L’action proprement dite est dès lors fondée sur un mélange adroit de genres divers lié aux effets de rupture, ce qui engendre une dynamique particulièrement entraînante : aucune scène n’a le temps de s’enliser dans la durée, aucune place n’est laissée à un temps mort ou languissant, parce qu’un « raseur », généralement le bouffon ou la servante Maria, intervient à un moment opportun pour la faire rebondir. C’est d’autant plus ingénieux qu’il s’agit le plus souvent de scènes topiques que les spectateurs sont amenés à reconnaître et à reconstruire avec des informations dont qu’ils disposent. L’action se déroule et s’enroule dès lors en cascades en suivant trois ou quatre fils conducteurs — l’histoire d’Olivia, celle de Viola-Césario, mais aussi celles de Malvolio, amoureux transi induit en erreur pour être ridiculisé, et de différents personnages comiques — avant qu’ils ne soient dénoués grâce à l’apparition romanesque de Sébastien.

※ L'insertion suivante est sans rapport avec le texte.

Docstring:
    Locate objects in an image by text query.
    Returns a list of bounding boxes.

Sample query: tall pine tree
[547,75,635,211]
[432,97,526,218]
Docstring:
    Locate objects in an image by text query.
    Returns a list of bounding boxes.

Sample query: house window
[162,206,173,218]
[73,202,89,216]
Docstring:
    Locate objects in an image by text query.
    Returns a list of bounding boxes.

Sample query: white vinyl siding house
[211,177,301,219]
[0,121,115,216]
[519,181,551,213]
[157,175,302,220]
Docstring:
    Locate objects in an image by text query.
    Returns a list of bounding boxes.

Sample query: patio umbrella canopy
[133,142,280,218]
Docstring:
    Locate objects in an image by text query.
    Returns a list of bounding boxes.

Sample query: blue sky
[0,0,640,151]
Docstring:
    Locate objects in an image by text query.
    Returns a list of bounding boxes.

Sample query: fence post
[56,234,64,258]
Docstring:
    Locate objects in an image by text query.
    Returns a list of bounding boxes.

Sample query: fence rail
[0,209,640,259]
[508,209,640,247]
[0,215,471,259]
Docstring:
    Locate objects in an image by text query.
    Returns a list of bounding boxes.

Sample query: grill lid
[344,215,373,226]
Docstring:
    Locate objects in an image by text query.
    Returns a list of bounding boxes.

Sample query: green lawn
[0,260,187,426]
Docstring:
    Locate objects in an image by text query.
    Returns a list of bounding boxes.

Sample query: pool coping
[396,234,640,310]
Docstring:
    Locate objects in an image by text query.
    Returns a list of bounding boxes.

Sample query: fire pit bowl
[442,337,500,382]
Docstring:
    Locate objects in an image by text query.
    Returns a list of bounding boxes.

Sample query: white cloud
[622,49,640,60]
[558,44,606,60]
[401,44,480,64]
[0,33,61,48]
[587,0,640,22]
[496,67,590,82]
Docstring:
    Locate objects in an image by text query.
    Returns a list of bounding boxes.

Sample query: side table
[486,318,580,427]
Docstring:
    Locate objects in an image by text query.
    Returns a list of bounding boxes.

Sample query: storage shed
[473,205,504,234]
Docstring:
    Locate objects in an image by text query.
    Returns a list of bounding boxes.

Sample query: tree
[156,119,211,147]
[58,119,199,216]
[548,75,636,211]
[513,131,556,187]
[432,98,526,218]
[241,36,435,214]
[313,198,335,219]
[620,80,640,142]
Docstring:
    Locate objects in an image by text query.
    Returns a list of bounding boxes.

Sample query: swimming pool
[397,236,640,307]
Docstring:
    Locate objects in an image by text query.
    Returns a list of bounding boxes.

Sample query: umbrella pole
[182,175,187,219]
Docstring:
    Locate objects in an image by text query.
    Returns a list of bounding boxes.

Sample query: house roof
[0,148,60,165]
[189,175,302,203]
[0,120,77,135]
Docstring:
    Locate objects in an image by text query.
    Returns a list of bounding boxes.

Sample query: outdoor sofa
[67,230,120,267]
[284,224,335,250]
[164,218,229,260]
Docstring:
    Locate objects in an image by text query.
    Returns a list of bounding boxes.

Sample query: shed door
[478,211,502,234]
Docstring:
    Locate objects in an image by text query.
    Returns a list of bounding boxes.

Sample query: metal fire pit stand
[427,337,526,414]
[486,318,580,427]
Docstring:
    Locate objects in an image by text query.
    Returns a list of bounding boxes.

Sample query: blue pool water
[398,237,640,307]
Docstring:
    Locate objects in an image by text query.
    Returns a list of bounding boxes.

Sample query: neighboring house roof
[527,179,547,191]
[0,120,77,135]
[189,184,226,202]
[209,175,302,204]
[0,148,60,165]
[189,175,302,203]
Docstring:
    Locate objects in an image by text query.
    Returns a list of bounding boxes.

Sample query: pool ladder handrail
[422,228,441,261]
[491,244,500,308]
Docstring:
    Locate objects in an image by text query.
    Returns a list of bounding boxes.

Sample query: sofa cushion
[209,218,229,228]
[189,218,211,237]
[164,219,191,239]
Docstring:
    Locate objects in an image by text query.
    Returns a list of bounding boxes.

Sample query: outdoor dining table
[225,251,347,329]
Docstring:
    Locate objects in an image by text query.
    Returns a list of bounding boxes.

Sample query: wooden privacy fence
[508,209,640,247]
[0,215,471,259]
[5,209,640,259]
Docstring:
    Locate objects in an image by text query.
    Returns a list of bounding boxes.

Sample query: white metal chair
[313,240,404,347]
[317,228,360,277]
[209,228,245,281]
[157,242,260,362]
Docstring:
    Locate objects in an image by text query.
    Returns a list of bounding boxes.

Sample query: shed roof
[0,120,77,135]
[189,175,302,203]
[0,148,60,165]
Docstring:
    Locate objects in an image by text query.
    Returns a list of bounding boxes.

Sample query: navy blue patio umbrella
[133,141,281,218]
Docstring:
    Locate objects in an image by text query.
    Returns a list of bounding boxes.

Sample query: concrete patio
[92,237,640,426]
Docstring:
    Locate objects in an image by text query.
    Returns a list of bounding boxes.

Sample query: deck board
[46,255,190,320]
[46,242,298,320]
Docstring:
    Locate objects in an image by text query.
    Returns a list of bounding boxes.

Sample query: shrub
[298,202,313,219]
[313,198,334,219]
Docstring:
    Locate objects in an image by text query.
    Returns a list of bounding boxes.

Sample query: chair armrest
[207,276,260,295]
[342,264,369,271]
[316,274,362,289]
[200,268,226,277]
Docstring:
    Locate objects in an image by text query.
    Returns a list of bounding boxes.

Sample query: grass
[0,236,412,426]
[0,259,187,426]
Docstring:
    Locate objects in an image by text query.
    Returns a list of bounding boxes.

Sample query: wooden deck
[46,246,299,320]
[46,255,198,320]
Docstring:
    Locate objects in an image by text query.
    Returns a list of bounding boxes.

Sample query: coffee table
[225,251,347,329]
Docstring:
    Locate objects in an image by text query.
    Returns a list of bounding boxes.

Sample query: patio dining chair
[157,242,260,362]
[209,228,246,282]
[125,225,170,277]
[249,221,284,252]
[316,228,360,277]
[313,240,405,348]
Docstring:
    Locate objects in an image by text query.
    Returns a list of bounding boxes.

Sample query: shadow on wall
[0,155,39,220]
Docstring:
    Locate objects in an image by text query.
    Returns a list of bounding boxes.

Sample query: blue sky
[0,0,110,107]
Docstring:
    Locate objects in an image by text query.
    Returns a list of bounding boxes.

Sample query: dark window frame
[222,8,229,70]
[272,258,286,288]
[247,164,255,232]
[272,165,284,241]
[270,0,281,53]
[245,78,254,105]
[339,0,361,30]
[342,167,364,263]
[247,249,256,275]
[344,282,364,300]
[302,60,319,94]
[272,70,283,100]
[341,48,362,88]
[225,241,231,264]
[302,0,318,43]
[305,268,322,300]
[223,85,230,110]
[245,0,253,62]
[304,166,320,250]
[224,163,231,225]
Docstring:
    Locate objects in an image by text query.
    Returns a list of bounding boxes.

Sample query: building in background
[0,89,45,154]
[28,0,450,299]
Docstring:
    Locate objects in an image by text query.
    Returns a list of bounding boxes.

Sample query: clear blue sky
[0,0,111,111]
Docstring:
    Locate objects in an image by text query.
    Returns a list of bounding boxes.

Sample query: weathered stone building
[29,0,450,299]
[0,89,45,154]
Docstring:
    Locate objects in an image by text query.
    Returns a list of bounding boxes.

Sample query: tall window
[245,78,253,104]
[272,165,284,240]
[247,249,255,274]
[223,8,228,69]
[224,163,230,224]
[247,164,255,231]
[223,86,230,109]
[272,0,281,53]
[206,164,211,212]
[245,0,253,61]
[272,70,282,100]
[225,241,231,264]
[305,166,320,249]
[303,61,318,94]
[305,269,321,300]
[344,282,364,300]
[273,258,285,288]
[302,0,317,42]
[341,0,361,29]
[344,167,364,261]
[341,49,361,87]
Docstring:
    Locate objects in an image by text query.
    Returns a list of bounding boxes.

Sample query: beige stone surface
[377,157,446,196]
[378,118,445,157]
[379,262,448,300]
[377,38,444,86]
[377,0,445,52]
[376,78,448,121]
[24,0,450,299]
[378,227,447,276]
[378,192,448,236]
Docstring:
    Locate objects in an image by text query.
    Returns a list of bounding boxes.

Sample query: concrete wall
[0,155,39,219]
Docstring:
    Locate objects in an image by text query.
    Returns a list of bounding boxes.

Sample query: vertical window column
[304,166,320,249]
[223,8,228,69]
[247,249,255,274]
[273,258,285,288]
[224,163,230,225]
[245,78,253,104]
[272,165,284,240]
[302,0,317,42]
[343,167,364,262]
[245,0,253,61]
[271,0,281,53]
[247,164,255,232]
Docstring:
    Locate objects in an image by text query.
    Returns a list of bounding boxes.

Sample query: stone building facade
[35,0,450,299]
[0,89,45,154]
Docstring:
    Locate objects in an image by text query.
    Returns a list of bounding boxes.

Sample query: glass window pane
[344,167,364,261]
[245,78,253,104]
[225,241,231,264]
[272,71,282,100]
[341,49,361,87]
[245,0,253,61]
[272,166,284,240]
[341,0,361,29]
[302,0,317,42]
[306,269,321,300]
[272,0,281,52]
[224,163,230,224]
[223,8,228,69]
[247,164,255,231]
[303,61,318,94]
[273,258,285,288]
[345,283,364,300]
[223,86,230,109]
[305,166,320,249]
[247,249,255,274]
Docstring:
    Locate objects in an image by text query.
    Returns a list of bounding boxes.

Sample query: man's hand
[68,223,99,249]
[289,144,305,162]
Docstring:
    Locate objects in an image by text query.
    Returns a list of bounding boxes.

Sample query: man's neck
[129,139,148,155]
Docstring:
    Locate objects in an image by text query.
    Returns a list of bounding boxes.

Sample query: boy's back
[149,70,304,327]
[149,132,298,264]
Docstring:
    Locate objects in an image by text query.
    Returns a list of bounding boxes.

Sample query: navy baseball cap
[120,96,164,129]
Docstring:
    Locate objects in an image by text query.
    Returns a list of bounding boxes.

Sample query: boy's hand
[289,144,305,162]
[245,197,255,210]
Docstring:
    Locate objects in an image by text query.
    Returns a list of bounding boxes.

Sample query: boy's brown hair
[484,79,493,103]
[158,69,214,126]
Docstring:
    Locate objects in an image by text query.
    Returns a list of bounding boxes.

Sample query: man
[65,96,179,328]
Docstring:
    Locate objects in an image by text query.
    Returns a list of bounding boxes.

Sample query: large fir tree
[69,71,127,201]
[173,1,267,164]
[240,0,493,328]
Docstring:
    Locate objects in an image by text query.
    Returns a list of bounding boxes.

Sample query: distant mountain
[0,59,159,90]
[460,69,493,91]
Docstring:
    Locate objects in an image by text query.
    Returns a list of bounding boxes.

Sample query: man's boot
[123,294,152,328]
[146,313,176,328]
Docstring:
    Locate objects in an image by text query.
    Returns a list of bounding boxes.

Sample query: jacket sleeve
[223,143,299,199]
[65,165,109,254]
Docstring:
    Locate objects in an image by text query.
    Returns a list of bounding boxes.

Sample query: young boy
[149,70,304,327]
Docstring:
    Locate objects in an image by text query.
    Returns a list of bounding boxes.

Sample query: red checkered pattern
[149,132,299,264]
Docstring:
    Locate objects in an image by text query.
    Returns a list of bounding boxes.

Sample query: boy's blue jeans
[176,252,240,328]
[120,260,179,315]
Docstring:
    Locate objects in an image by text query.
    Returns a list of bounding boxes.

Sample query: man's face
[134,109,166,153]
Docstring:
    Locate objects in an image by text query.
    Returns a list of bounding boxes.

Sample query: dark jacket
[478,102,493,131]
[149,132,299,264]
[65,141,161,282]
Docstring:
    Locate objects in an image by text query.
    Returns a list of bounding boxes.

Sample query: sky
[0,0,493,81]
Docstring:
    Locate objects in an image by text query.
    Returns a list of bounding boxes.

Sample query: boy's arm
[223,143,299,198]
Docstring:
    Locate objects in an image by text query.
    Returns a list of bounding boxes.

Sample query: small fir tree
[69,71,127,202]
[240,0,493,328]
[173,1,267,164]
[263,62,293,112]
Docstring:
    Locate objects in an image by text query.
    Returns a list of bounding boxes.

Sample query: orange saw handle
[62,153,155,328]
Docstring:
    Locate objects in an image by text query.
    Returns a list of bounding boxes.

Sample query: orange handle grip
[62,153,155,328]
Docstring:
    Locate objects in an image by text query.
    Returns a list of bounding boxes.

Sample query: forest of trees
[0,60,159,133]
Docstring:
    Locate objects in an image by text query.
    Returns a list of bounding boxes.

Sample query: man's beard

La magie du spectacle opère aussi grâce aux morceaux musicaux introduits tant pour renforcer une impression de pittoresque que pour souligner le caractère burlesque et détourné des scènes où le bouffon interprété par le virevoltant Melchïor Lebeaut titille les autres en levant leurs masques. Comme ce dernier qui incarne Sébastien en plus du bouffon, Céline Laugier, Ugo Pacitto et Josephine Thoby créent avec entrain deux personnages à des caractères quasiment opposés, respectivement Olivia et la narratrice, Sir Andrew et Orsino, Maria et Viola. Benoît Facerias et Arnaud Raboutet, quant à eux, apparaissent dans les rôles de Sir Thoby et de Malvolio.
La Nuit des Rois dans la réécriture et dans la mise en scène de Benoît Facerias nous embarque rapidement pour une aventure théâtrale palpitante, jalonnée en outre d’agréables réminiscences pour ceux qui connaissent le texte de Shakespeare que la Cie Les Lendemains d’hier s’approprie avec une touche originale. Le spectacle éclectique nous séduit tout aussi grâce à la fraîcheur savoureuse avec laquelle les comédiens se coulent dans la peau de leurs personnages qu’ils incarnent avec une vigueur attrayante.